Pour condamner le prévenu pour agression sexuelle aggravée, en l’absence de la partie civile, les juges, après avoir constaté que les poursuites avaient été engagées à la suite des dénonciations de la partie civile et que le prévenu contestait les faits, retiennent que la confrontation entre les parties avait été empêchée par la très grande peur manifestée par la plaignante.
En prononçant ainsi, la cour d’appel méconnaît les textes susvisés et les principes ci-dessus rappelés.

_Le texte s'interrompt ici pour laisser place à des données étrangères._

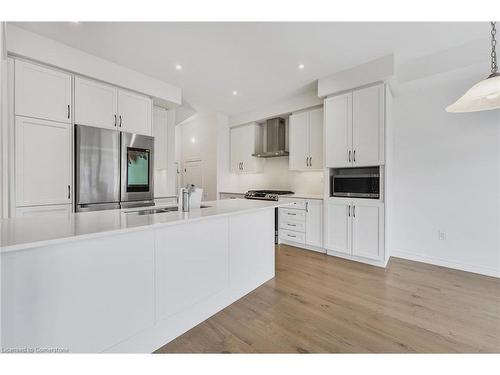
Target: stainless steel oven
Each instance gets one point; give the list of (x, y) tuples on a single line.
[(136, 170), (355, 182)]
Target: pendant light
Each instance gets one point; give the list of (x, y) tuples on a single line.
[(484, 95)]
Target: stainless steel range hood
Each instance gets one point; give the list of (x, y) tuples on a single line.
[(275, 131)]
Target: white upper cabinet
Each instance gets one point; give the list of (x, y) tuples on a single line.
[(96, 103), (43, 162), (316, 139), (134, 112), (338, 131), (355, 128), (299, 141), (306, 140), (368, 126), (244, 141), (42, 92), (105, 106), (160, 135)]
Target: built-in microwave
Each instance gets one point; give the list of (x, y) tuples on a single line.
[(355, 182)]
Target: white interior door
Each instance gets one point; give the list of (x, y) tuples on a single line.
[(135, 112), (338, 123), (193, 173), (42, 162), (298, 141), (316, 139), (42, 92), (367, 120), (367, 229), (338, 225), (96, 103)]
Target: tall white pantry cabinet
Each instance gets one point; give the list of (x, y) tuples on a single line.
[(45, 102), (356, 124)]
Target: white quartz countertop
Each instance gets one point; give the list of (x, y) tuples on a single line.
[(28, 232), (304, 196), (295, 195)]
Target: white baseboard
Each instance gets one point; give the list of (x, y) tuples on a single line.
[(495, 272), (302, 246)]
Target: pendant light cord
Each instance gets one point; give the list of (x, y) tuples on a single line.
[(494, 67)]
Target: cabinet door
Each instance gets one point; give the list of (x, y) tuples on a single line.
[(160, 135), (251, 140), (367, 229), (338, 225), (316, 139), (314, 222), (96, 103), (338, 123), (42, 92), (42, 162), (43, 210), (368, 120), (299, 141), (134, 112), (236, 141)]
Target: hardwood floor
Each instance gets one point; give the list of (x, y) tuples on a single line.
[(322, 304)]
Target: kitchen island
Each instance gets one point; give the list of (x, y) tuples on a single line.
[(121, 281)]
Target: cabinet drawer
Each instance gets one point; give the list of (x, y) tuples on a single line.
[(292, 236), (291, 214), (295, 203), (299, 226)]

En effet, la partie civile n’a jamais été confrontée au prévenu, et n’a pas comparu devant les juridictions de jugement, y compris devant la cour d’appel alors qu’elle a été citée par la défense. Constituée partie civile, elle a été représentée à l’audience de la cour d’appel par un avocat, qui, pour expliquer le défaut de comparution à l’audience de sa cliente, a fait état de son lourd handicap et du traumatisme causé par les faits. Cependant, aucun document médical n’a été produit, ni demandé par les juges, pour justifier cet empêchement de comparaître. Les juges n’ont pas ordonné la comparution personnelle de la partie civile à l’audience, y compris par un moyen de télécommunication audiovisuelle sur le fondement de l’article 706-71, alinéa 3, du Code de procédure pénale, alors qu’ils disposaient de cette faculté sans pour autant user de la contrainte.
Ils n’ont pas davantage ordonné une expertise pour vérifier si la comparution de la partie civile, à l’audience ou en visioconférence, se heurtait à un obstacle insurmontable.